Other viruses, however, have already infected human testicles. A team from the University of Oxford found evidence in the medical literature of the presence of 27 viruses in human semen, of which at least 11 survived in the testicles (including the original SARS virus). HIV can cause inflammation of the testicles, leading to infertility, and the mumps virus seems to thrive in the testicular environment. It is believed that viruses can damage the testicles in a number of ways: direct viral infection, persistent fever causing testicular cell death, and body-wide inflammation that affects a tightly-knit group of hormone-producing glands (its name is l hypothalamic-pituitary-gonadal axis, for those who play advanced Scrabble). In short, it is not unthinkable that SARS-CoV-2 could hide in the testicles.

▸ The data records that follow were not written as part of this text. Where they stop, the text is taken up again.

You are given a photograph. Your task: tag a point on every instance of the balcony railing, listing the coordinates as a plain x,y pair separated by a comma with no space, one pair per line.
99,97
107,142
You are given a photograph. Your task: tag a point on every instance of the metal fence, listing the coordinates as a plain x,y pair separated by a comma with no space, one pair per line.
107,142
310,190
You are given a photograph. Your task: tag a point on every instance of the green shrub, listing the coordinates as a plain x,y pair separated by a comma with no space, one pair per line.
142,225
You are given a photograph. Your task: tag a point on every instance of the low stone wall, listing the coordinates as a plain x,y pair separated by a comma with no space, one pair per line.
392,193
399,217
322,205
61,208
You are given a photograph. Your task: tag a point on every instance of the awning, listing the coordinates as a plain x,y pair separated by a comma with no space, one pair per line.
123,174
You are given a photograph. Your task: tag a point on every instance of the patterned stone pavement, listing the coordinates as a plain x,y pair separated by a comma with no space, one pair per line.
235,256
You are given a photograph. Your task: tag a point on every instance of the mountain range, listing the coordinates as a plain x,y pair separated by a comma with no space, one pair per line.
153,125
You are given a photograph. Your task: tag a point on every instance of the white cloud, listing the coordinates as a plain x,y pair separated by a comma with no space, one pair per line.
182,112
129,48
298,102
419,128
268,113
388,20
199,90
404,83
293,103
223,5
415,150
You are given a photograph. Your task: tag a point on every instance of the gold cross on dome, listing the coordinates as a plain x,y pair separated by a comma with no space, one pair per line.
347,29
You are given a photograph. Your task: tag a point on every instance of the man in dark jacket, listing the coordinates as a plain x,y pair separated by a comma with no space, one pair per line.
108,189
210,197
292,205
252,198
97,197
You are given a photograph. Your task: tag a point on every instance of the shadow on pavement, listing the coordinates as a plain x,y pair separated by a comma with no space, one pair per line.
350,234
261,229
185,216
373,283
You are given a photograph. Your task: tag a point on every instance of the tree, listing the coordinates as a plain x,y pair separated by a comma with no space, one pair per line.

As to whether it is common for the male genitalia to be the target of SARS-CoV-2, a review of the literature shows that the studies sometimes lack rigor and are difficult to compare. Patient follow-up is often short. And contrary to what modern sexual mores have taught us, size matters here: studies are small. Some men recovering from COVID report discomfort in the testicular area, swelling, pain, redness. Some suffer from acute orchitis, an inflammation of the testicles. But how generalizable are these results? Hard to say for now. As the authors of the study summarize, the data are “sparse and disparate”.

Mistrust that ruins everything

The public service announcement that encouraged reluctant men to get vaccinated based on their fear of impotence had good intentions. COVID can indeed target the penis and testicles, directly or indirectly (we are not entirely sure), although we do not yet know how frequent or permanent this damage is. The « six times more likely » figure was presented as stronger than it actually was, but the whole message was not a lie. Yet most of the negative comments left on YouTube aren’t about the facts; rather, they express feelings and mistrust.

“That’s why people hate the media,” someone says. “My cat writes more believable propaganda,” read another comment. “I’m surprised they didn’t end with ‘ED is racist!’ and then they wonder why we don’t trust them. »

Vaccine hesitancy is a complicated phenomenon, justified by a myriad of arguments and apprehensions.

Some react to the facts. For example, COVID can affect male genitalia. Although its frequency is uncertain, this side effect is not funny at all. On the other hand, there is no evidence that vaccines do the same (despite what rapper Nicki Minaj may have claimed). So if you value your genitals working well, getting vaccinated is one way to preserve that, as well as avoid a host of short- and long-term problems.

Others don’t want to hear about these facts. In their minds, the pandemic has been distorted by political propaganda. Their conception of hypermasculinity might even make them immune to serious consideration of the virus. Reaching these men — even by invoking, as the PSA did, what they perceive to be the core of their identity — will prove difficult.

Let’s focus on the penis, we thought. There is an unexpected bone here.

Take home message:

– Some men who have had COVID report problems with the penis and testicles, such as erectile dysfunction and testicular pain.

– The authors of a survey argue that the risk of experiencing erectile dysfunction is six times higher if you have contracted COVID, but this claim seems based on a meager study of only 25 men with the coronavirus.

– Studies on the effect of COVID on the testicles and possibly on male fertility often yield conflicting results.

The original version (in English) of this article was published on the website of the Organization for Science and Society of McGill University.